Leaders must step up as the United States steps aside

By Dan Restrepo, Senior Fellow at the Center for American Progress.

Over the past days, President Donald Trump changed the world. Twice.
Sadly, neither was for the better and neither was the faux-progress he was selling after his made-for-TV summit with North Korea’s Kim Jong Un.
Both changes renounced U.S. global leadership and each significantly upped the ante for those –inside the United States and around the globe– who believe in an open, inclusive, and just world.
The seismic changes started before the President ever left North America.
With his G7-related tantrums and misguided tariffs against Europe, Canada, and Mexico – President Trump surrendered a mantle forged by, at least, his 13 immediate predecessors in office dating back to Franklin D. Roosevelt.
Simply put, the President of the United States no longer aspires to be the “Leader of the Free World.”
For 75 years, successive presidents of the United States – from across a broad ideological spectrum – have valued working with others to advance common economic and security interests.
To that end, they built and maintained a series of international relationships and institutions centered on the notion that countries, and particularly like-minded democratic ones, can and should cooperate for mutual benefit.
The rules they laid out not only helped guide countries through massive geopolitical shifts, they also laid out rules that transnational businesses have relied on and thrived under for decades.  
In President Trump’s zero-sum world where all interactions have only a winner and a loser such cooperation simply makes no sense.

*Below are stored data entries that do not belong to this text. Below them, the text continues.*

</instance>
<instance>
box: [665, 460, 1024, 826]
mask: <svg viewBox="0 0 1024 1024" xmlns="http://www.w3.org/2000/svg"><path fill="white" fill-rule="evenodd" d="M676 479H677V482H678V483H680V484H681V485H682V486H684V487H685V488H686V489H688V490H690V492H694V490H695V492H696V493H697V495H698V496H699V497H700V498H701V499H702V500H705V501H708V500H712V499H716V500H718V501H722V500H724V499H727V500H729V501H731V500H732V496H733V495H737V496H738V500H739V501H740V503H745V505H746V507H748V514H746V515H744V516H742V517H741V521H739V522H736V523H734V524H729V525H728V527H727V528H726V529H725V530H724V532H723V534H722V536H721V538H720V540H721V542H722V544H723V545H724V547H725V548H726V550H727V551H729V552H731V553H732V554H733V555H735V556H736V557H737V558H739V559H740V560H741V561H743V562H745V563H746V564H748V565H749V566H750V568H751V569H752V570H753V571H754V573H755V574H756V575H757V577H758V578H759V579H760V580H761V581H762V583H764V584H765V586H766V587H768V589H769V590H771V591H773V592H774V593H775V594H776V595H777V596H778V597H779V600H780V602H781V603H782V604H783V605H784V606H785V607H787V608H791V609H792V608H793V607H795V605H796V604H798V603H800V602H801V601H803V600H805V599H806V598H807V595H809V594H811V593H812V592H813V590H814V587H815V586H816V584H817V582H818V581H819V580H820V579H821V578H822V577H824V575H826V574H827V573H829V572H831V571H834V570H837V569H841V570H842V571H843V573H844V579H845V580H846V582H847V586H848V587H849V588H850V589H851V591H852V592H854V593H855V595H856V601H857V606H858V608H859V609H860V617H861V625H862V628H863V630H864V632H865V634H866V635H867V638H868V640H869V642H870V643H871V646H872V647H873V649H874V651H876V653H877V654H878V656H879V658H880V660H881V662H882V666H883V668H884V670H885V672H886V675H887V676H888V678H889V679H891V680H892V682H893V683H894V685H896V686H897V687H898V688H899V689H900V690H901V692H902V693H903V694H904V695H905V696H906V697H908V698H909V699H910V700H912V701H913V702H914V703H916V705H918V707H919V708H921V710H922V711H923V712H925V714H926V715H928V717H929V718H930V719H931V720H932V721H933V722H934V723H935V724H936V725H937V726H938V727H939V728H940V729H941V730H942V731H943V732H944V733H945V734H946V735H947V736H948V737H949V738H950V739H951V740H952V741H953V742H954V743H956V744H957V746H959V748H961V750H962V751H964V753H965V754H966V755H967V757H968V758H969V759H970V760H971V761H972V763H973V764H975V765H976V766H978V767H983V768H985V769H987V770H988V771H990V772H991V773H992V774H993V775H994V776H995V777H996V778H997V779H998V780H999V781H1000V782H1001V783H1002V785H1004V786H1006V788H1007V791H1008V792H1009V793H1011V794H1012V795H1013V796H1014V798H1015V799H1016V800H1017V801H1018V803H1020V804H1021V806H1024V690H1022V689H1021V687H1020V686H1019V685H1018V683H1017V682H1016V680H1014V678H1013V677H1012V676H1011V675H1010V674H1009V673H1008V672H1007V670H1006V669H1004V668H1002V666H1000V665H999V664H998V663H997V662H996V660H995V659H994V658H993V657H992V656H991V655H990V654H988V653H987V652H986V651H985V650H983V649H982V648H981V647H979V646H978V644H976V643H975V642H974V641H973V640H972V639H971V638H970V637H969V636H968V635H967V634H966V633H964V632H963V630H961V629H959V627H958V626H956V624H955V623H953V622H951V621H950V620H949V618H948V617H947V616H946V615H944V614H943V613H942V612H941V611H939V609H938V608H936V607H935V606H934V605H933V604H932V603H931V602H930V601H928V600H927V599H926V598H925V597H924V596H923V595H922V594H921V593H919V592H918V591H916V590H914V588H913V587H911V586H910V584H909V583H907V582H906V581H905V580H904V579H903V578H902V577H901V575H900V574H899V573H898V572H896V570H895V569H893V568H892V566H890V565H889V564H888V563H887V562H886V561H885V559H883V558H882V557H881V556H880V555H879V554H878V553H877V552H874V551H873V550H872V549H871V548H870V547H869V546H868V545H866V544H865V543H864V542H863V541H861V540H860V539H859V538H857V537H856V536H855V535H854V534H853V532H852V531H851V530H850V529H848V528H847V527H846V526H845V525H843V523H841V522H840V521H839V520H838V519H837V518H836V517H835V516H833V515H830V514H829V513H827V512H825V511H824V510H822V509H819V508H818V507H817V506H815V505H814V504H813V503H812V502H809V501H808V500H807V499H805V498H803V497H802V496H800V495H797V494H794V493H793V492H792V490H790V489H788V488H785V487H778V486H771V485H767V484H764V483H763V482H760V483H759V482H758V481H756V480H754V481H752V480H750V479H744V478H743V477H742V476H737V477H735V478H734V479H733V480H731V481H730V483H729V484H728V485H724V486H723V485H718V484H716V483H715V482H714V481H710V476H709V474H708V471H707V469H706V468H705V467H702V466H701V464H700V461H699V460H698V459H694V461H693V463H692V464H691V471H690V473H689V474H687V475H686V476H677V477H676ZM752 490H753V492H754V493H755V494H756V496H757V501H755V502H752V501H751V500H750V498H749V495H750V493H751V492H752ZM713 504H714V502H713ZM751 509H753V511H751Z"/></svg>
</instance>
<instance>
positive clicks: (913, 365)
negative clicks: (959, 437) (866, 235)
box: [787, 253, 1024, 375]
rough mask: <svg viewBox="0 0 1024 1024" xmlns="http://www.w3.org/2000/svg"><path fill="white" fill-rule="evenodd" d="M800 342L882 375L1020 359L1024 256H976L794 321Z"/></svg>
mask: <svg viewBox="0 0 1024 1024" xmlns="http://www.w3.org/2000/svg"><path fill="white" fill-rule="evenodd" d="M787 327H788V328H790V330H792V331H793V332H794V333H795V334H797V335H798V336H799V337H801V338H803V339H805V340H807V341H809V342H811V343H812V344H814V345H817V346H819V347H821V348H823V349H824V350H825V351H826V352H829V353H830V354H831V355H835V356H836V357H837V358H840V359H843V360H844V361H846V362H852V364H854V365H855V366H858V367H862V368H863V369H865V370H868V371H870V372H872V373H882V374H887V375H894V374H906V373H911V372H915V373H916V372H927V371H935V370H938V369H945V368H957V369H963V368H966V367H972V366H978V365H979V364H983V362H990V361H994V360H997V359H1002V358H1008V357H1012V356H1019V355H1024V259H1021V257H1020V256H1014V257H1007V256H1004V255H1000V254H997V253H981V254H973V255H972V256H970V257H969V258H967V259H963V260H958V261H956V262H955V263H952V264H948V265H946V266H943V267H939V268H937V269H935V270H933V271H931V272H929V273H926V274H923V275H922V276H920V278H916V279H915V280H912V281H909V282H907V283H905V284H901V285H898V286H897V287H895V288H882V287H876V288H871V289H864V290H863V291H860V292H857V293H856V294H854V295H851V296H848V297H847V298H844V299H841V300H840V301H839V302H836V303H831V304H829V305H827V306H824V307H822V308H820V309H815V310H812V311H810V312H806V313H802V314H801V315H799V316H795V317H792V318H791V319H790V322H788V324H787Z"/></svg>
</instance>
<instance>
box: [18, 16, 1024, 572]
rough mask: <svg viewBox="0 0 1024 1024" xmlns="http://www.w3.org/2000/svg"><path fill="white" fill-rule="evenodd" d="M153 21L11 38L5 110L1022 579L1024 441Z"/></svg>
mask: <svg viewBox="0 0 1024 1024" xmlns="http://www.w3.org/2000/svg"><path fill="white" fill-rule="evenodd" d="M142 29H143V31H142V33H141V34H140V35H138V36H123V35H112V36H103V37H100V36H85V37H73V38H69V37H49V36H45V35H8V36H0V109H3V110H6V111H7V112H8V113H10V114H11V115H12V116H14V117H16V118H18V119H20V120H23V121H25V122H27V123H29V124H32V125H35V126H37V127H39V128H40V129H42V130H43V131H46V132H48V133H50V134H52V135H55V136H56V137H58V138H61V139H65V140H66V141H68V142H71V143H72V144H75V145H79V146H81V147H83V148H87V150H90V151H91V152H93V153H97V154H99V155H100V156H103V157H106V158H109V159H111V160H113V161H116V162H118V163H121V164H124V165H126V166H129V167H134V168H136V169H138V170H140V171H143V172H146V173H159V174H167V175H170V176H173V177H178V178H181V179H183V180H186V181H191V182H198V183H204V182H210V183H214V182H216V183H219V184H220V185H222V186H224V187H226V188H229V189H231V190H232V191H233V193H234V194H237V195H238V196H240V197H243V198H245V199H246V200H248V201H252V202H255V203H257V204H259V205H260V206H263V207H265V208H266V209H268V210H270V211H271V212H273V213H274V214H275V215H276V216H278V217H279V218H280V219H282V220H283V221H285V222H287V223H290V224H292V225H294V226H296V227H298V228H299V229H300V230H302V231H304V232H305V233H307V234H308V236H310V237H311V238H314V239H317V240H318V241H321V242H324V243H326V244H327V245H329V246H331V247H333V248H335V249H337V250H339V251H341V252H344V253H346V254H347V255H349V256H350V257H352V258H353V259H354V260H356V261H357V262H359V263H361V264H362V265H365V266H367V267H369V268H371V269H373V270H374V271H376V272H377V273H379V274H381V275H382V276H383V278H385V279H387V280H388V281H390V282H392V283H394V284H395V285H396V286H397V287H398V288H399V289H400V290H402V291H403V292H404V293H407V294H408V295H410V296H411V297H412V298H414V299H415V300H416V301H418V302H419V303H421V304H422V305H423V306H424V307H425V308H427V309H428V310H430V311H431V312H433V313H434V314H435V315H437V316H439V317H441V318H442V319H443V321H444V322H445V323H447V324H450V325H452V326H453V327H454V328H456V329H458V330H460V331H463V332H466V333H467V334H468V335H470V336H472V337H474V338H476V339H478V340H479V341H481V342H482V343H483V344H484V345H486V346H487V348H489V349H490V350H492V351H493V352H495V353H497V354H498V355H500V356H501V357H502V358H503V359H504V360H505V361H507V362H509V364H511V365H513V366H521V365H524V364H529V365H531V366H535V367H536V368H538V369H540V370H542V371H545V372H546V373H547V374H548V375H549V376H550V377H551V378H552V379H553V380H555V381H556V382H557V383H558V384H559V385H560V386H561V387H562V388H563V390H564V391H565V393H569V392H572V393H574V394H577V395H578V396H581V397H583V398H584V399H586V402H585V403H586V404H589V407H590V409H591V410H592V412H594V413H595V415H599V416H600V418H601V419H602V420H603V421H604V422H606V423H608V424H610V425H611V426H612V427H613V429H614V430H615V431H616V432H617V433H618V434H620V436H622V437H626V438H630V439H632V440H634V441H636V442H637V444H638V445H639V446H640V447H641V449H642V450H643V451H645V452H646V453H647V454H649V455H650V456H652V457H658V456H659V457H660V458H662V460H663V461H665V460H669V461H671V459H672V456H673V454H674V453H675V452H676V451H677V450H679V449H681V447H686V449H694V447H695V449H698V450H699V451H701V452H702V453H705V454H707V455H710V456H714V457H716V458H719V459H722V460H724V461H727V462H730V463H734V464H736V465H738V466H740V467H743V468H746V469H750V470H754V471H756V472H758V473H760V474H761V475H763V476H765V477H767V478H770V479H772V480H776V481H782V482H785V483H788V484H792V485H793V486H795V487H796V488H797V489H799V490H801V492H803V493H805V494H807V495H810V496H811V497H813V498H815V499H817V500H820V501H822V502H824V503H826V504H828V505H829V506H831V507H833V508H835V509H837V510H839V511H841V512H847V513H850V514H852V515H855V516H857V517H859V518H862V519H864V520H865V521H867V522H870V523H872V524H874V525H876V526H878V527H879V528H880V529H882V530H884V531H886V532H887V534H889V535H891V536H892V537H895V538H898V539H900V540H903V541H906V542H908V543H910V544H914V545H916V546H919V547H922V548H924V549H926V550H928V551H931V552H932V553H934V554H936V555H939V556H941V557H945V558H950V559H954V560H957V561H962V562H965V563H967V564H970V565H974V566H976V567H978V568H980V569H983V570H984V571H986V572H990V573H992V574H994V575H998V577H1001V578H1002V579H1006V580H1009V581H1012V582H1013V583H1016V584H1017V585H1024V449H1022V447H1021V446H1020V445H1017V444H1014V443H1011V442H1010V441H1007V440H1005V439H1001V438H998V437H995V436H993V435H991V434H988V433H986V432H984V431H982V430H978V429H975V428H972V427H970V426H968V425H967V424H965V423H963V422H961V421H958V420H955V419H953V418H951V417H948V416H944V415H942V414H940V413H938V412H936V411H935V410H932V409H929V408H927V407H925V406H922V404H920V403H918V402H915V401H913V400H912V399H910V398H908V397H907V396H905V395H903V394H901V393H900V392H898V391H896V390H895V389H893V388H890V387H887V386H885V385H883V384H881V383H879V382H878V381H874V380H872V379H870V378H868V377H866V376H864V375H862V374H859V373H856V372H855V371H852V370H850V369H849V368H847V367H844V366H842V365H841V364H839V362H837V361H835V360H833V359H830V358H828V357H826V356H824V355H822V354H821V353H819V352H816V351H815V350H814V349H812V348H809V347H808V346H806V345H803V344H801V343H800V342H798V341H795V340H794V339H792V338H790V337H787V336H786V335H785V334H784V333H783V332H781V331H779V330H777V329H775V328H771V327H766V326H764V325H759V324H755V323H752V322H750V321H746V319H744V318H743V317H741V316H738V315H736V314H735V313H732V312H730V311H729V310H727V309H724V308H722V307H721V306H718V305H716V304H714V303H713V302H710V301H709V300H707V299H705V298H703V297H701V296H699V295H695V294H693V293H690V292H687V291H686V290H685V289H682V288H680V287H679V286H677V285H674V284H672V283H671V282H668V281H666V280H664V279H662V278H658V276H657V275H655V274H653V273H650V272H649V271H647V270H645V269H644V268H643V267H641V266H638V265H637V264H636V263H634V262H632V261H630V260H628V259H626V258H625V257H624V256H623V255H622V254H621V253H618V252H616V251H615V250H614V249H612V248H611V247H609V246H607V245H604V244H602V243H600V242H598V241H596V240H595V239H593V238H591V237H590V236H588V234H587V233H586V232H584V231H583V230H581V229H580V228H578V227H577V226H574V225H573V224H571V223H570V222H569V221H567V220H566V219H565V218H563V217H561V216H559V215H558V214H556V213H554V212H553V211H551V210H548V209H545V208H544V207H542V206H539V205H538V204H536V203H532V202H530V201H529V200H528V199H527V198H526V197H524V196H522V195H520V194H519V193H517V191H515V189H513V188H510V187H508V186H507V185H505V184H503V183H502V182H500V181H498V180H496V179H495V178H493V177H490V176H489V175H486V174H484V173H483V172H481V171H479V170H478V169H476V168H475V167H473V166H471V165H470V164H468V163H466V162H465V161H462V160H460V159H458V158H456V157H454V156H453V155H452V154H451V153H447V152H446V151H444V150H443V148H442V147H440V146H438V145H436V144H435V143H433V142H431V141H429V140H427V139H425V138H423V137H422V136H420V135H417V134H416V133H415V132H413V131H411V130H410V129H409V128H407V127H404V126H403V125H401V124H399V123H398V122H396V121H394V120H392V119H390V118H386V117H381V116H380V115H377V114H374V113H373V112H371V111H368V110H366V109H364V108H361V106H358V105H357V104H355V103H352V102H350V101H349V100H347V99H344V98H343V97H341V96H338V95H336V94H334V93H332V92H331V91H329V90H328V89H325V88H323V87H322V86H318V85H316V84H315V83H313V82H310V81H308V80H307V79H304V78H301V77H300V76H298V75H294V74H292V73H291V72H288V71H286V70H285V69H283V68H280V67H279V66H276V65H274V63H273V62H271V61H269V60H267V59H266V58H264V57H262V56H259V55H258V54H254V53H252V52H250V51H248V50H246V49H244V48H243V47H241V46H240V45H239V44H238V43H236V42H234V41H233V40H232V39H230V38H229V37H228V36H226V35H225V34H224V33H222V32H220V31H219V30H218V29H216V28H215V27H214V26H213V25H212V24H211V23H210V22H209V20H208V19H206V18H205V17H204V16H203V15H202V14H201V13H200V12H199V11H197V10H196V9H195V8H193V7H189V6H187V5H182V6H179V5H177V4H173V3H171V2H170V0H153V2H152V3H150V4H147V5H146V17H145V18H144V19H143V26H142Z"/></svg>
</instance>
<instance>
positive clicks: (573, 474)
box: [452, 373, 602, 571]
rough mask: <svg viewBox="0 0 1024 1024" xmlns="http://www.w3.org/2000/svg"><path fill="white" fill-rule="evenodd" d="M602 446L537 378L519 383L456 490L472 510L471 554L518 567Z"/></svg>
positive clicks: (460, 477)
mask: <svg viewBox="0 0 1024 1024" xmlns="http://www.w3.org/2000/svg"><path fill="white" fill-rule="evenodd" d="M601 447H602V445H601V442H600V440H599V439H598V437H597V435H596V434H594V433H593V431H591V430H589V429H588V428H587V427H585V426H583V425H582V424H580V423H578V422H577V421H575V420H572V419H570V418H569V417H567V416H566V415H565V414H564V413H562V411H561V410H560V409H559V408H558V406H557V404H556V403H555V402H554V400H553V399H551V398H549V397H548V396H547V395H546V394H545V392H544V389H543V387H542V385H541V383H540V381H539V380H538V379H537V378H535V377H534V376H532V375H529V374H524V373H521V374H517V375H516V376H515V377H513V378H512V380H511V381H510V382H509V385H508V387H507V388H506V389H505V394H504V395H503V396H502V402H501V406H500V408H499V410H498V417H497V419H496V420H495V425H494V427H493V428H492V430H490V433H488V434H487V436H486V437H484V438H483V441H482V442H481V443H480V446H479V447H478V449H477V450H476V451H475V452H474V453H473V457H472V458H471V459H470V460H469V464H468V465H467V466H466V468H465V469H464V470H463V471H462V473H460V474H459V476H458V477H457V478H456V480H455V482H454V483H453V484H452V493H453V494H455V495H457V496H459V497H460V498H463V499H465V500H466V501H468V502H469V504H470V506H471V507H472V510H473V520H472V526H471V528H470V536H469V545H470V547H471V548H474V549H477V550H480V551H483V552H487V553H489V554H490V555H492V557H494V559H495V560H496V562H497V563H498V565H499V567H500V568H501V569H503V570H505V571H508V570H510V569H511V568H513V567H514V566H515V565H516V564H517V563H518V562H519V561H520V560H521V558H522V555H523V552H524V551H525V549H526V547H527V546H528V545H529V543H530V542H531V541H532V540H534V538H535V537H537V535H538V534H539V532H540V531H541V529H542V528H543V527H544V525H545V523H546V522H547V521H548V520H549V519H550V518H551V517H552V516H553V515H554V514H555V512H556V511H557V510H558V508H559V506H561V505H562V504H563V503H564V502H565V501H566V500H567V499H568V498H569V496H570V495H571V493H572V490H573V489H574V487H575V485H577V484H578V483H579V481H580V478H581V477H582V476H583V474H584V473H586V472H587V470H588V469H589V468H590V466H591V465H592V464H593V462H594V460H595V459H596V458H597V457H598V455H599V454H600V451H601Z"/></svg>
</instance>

Faced with a series of global threats—including from Russia (security) and China (security and commercial)—President Trump appears to believe the United States will be stronger alone than accompanied by like-minded countries.  
Rather than cooperate with Europe and our North American neighbors to confront those and other threats, he chose to attack them. Attacks that pile on to his disparagement of the most successful security alliance in history–the North Atlantic Treaty Organization–and his repeated nativist and protectionist rants against Mexico and Canada.
But President Trump did not stop there in tearing down pillars of U.S. global leadership.
Meeting with Kim Jong Un–a murderous authoritarian–was not, of course, a renunciation of U.S. global leadership. Plenty of the president’s predecessors have sat across from equally despicable figures as the search for peace and stability often requires it.
The President’s complete and utter silence regarding human rights in North Korea–one of the world’s darkest places for basic individual freedoms–during his meeting, however, ceded important moral high ground. Moral high ground that has been–admittedly to differing degrees–a cornerstone of U.S. global leadership.
Moral high ground that the President had long-since abandoned in the U.S. domestic context given, for example, his racist “birther” campaign against his immediate predecessor and his refusal to denounce neo-Nazis and white supremacists for last summer’s deadly demonstrations in Charlottesville, Virginia.
But the abandonment of American values was not merely rhetorical or image-related. It has real-world security implications.
Ignoring North Korean human rights abuses sent Kim and his fellow despots around the world a dangerously destabilizing message: Not only will developing illegal weapons of mass destruction get you an audience with the President of the United States; it will be entirely cost-free regarding seemingly any level of repression back home.
The vacuums created by the President’s destructive week requires others to step up and fill the voids.
Politicians of all stripes in the United States must do so to make clear that neither America Alone nor Heartless America is who the United States is as a country.
Leaders in other countries need to step up to limit the harm done by those who promote a closed, disjointed, unjust world. And provide hope to those struggling against oppression everywhere that they have not been abandoned.  
But this challenge is not one simply to be left to governments and political figures. Civil societies around the globe must answer the call and so too must those who rely on a rules-based world to add value and generate wealth.
A leaderless, volatile world demands nothing less.